As it relates to social interaction between workers in the industry and its guests, the minister said the ministry will soon be releasing a report to guide workers in the tourism sector on the matter.
"A lot of thought has been gone into when you arrive into a hotel, how you go to a restaurant, how the room is cleaned, how the staff interacts, it's going to be a substantial amount of training that goes into effect to let employees of hotels (know) how you now deal with customers of this new norm," the Freetown MP said. "So, a lot of thought is being going in and the industry has produced a report that they will soon release into the public domain of all of the work and covering all of the different industries that will encompass the tourism industry."
After the country closed its borders in March, many local businesses suspended their operations, temporarily laying off workers.
On Monday, Luciano's restaurant announced it will be closing its East Bay Street location permanently, with the COVID-19 crisis "being the final nail in the coffin" after several years of declining fortunes.
Speaking on the matter yesterday, Mr D'Aguilar said the closure of Luciano's signals that the government needs to reopen the economy "as quickly and safely" as possible.
He said: "You see if you're a business and you have a certain amount of cash in your bank account at the time of the closure, you've been slowly burning through that cash paying some of your staff and keeping key personnel employed and paying electricity.
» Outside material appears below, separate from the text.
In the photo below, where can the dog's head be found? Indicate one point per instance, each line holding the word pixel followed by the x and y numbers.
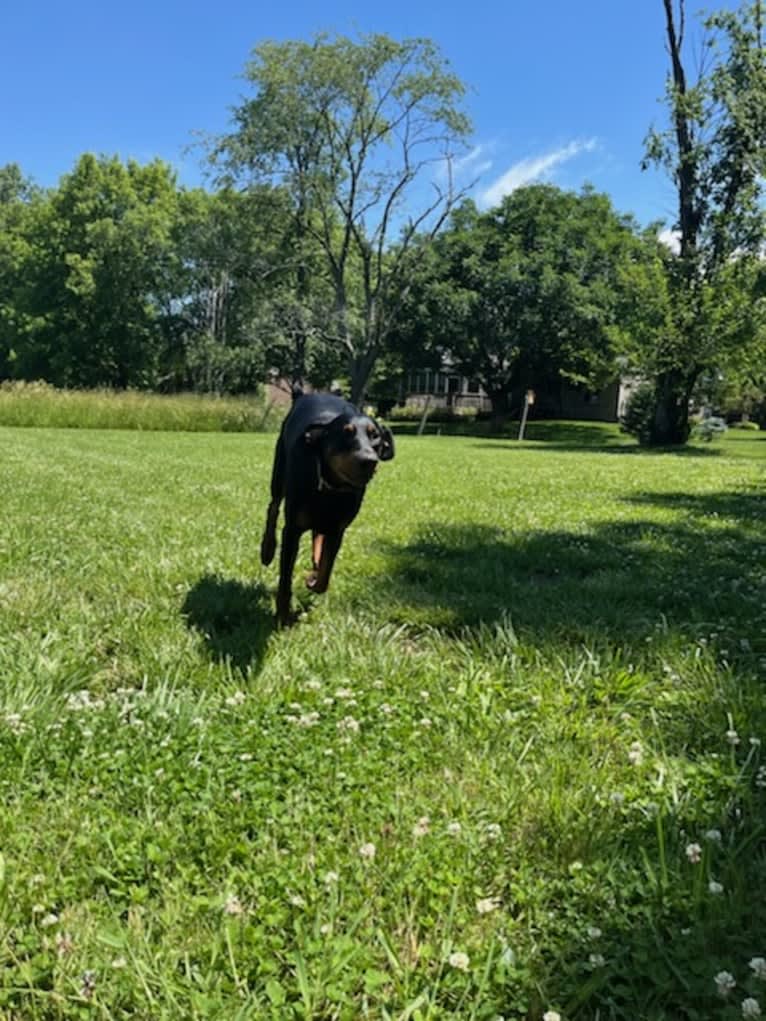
pixel 350 447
"The longer it goes on and the longer we keep our industry closed, the less resources will be at the end of this journey to restart your business so, not only is it that we have to re-open the industry, but we have to rebuild the customer base."
He continued: "So, it's not just okay July 1, everything is back to normal but it's going to take time for customers to get safe and feel comfortable enough to want to go out and go to a restaurant and that journey will be quite difficult for a number of businesses.
"It just impressed upon me even more that as quickly as possible, we have to open our economy to prevent such unfortunate events as what happened at Luciano's."